WO2004086751A2

WO2004086751A2 - Method for estimating logo visibility and exposure in video

Info

Publication number: WO2004086751A2
Application number: PCT/CH2004/000182
Authority: WO
Inventors: Sergei Startchik
Original assignee: Sergei Startchik
Priority date: 2003-03-27
Filing date: 2004-03-24
Publication date: 2004-10-07
Also published as: EP1611738A2; WO2004086751A3

Abstract

The visibility and exposure of logos in video is of important commercial concern for advertisement on television. During a tennis match for example a logo placed on the flat or round surface appears from different viewpoints, partially visible or occluded. The logo visibility time, its size (relative to the screen), position (relative to the terrain) and percent of the non-occluded part allow to directly compute its advertising impact. This patent discloses a method to automatically compute the visible part of the given logo in the video sequence. For each frame of the video sequence the method computes four parameters that describe visibility of a given logo. First, it is the percentage of the visible part with respect to the whole logo. Second and third, are the position and size of the logo with respect to the image. Fourth, is the quality (blur, motion) of the visible part. The advantages of the new method is its capacity to work with real video sequences including high occlusion, illumination changes and blur. These latter conditions are realistic thus making the method very useful and robust for this application. (Fig. 1) The obtained information can be used for logo modification or replacement as well as for its quality enhancement.

Description

Method for estimating logo visibility and exposure in video.

References cited

US 2003/0016921 Al

TW 434520 US 61,00,941 WO 0007367 US 4817166 WO 0152547

Keywords: Logo visibility, Multimedia, Advertisement, Video sequence, geometric invariants, chromatic invariants, point tuples.

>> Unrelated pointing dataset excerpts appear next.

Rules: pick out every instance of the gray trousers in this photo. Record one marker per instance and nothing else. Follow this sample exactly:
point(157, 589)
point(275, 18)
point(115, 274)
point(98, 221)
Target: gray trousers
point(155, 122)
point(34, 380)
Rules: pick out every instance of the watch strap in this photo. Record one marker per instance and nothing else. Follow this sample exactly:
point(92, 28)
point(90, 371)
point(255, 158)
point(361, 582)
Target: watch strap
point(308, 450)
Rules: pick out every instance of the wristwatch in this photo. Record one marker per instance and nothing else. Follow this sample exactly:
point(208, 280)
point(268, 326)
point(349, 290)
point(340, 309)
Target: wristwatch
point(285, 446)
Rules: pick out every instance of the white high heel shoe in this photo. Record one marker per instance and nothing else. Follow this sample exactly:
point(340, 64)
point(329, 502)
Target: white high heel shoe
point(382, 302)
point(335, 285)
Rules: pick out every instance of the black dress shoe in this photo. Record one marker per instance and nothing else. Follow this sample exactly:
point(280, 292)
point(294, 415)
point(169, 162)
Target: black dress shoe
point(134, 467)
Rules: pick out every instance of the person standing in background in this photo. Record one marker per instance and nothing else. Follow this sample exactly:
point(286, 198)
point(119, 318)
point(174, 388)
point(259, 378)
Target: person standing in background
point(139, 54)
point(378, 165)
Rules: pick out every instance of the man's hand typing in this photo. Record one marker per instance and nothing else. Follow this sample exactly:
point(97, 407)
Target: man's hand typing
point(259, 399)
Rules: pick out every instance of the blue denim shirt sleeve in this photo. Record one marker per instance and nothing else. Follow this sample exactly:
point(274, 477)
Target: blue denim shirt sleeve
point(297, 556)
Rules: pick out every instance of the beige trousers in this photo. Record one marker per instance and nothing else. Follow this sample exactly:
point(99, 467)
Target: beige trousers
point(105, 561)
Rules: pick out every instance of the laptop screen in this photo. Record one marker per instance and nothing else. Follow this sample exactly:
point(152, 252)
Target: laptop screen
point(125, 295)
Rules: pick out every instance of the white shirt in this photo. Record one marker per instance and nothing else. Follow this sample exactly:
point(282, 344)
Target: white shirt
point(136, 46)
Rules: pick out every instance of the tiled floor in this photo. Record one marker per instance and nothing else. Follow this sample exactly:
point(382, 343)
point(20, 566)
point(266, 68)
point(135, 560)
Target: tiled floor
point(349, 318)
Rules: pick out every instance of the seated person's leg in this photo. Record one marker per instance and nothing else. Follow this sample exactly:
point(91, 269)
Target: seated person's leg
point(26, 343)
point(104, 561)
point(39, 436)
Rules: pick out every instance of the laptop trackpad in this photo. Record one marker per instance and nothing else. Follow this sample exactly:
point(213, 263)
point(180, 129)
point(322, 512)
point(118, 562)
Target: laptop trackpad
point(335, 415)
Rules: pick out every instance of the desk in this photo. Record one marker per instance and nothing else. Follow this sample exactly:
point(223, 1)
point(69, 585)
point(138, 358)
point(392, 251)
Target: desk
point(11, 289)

10 claims, 7 drawing sheets

I. TECHNICAL FIELD OF THE INVENTION

The visibility and exposure of logos in video is of important commercial concern for advertisement on television. During a tennis match for exapmle a logo placed on the flat or round surface appears from different viewpoints, partially visible or occluded. The logo visibility time, its size (relative to the screen), position (relative to the terrain) and percent of the non-occluded part allows to directly compute its advertising impact. This patent discloses a method for automatic computation of the visible part of the given logo in the video sequence. For each frame of the video sequence the method computes four parameters that describe the visibility of a given logo. First parameter is the percentage of the visible part with respect to the whole logo. Second and third are the position and size of the logo with respect to the image. Fourth, is the quality (motion blur) of the visible part.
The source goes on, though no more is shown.